Deploying Ammunition with UAV Swarms Based on Multistrategy Public Goods Game
摘要
In modern military operations, distributed autonomous collaboration is critical for enabling unmanned aerial vehicle (UAV) swarms to balance individual platform constraints and collective mission objectives during ammunition deliveries. The existing strategies often exhibit suboptimal cooperation, limiting their performance in dynamic adversarial scenarios. To address this issue, a multistrategy public goods game (MPGG) model-based method that integrates evolutionary game theory with swarm coordination dynamics is proposed to model the collaborative resource allocation process. Tactical requirements are mapped to establish a framework with adaptive payoff functions and strategy update rules that reflect real-world military constraints. A refined aspiration-driven dynamics mechanism with variable incentives promotes cooperative behaviors. By using multiagent modeling and simulation techniques, how parameters such as the payoff coefficient and aspiration level influence swarm cooperation and strategy distribution effects is analyzed in this study.
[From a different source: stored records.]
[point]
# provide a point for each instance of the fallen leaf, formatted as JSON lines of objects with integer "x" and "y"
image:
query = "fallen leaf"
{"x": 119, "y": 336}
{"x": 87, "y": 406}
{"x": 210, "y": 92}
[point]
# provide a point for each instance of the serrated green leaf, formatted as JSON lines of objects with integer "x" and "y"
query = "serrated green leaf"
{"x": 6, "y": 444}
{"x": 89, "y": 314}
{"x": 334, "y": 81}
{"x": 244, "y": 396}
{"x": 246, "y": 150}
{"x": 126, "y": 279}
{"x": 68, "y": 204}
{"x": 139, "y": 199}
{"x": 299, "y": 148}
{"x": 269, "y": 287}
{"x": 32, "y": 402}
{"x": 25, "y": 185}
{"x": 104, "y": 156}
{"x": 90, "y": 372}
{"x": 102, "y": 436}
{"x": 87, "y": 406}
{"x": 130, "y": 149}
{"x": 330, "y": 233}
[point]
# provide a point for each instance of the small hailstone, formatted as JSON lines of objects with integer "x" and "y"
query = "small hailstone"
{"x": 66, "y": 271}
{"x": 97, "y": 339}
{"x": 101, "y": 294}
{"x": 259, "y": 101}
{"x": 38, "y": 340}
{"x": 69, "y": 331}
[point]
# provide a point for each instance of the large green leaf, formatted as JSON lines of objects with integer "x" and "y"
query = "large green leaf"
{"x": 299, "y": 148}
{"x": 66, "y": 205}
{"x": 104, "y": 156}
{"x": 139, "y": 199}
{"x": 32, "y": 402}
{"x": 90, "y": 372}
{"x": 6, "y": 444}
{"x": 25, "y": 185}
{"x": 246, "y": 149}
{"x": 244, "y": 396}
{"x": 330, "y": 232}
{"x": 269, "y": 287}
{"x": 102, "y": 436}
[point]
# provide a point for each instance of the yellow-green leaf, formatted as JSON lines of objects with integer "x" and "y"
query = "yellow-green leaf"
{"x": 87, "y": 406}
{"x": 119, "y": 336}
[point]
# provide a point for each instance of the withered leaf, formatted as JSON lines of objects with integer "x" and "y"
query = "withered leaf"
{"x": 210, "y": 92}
The cooperation levels under different selection strengths significantly improve as the number of strategies increases; The greater the selection strength is, the more obvious the improvement effect achieved under the same number of strategies, and the earlier it tends to approach 100%. The results demonstrate that the multistrategy evolutionary approach significantly enhances the degree of cooperation within the swarm. The proposed approach demonstrates the potential for evolutionary game theory to drive breakthroughs in swarm intelligence, offering actionable guidance for real-world tactical applications.